La femme, une "Kreatur" comme les autres

La femme, une "Kreatur" comme les autres
La femme, une "Kreatur" comme les autres - © Arte

Le premier épisode de Kreatur vient de sortir et il dessine déjà les esquisses d’une émission féministe nécessaire.

 

Il y a un nouveau magazine sur Arte et il s’affiche clairement féministe : il était temps” comme dirait Rebecca Donauer, journaliste et reporter pour la chaîne franco-allemande. Kreatur” est la web-émission trimestrielle qu’elle co-présente avec Marie Labory et qui est née d’une réflexion logique de faire écho aux aspirations d’une époque.
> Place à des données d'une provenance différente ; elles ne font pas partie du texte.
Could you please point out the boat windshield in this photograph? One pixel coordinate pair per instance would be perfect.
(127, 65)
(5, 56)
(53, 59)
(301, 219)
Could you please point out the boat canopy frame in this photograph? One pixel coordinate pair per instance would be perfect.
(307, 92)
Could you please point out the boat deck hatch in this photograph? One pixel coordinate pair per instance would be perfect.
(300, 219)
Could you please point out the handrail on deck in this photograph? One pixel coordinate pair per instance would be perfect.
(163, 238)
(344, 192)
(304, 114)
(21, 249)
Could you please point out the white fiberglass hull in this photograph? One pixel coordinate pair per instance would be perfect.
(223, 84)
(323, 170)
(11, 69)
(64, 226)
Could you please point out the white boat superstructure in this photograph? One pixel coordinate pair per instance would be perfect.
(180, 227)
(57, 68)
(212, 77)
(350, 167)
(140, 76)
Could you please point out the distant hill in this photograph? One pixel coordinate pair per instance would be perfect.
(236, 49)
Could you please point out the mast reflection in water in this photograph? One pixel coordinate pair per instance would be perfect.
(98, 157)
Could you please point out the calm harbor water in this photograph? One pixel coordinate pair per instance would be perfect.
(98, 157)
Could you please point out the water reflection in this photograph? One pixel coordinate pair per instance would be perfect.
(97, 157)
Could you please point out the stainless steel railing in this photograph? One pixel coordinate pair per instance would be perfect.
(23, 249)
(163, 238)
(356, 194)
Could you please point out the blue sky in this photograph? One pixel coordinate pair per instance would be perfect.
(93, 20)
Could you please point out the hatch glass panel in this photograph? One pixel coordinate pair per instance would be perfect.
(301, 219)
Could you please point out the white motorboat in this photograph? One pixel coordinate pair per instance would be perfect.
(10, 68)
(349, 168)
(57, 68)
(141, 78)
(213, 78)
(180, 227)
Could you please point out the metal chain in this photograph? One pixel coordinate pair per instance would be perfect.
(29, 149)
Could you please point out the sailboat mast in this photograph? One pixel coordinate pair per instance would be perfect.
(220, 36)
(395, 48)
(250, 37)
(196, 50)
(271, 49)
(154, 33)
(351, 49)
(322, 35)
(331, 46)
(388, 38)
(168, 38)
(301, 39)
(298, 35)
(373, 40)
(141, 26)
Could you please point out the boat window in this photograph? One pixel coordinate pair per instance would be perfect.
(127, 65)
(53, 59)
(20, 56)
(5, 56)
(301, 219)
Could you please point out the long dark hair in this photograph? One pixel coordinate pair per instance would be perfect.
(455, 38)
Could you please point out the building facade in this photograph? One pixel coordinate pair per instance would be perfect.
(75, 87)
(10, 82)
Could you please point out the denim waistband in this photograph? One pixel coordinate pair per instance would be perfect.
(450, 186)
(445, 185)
Plusieurs journalistes françaises et allemandes de la chaîne, des réalisatrices se sont réunies pour ce projet nécessaire et bienveillants. 

 

Les aspirations de Kreatur sont revendicatrices d’égalité et donc féministes, l’émission souhaite donner la parole aux femmes, à leurs combats, mettre en lumière les manques de l’Histoire… Sous la forme de grandes discussions et extraits de reportages, chaque numéro aborde un grand thème lié à la féminité, le premier pose par exemple la question du corps, de l’anatomie et surtout du sexe féminin. Longtemps considéré comme maléfique, l’Histoire n’a cessé de le rabaisser, l’infantiliser, le désexualiser jusqu’à ce que l’on oublie carrément certaines parties comme le clitoris. Cela fait vingt ans qu’Eve Ensler a écrit la pièce de théâtre Les Monologues du Vagin, une oeuvre féministe qui a eu un succès retentissant partout dans le monde en évoquant la sexualité des femmes, un tabou à l’époque. Le premier épisode de Kreatur se demande si, deux décennies après cette pièce, les femmes connaissent mieux leur sexe et tout ce qui gravitent autour, s’acceptent-elles mieux malgré ce que la société leur dicte ?

 

Cette discussion à bâtons rompus interroge des spécialistes du sujet, des écrivaines, des journalistes sur ces aspects sociologiques. Très accessible, instructif et bienveillant, ce premier épisode de Kreatur laisse déjà présager une émission à l’étiquette féministe qui n’a pas peur de poser les vraies questions et soulever les véritables débats.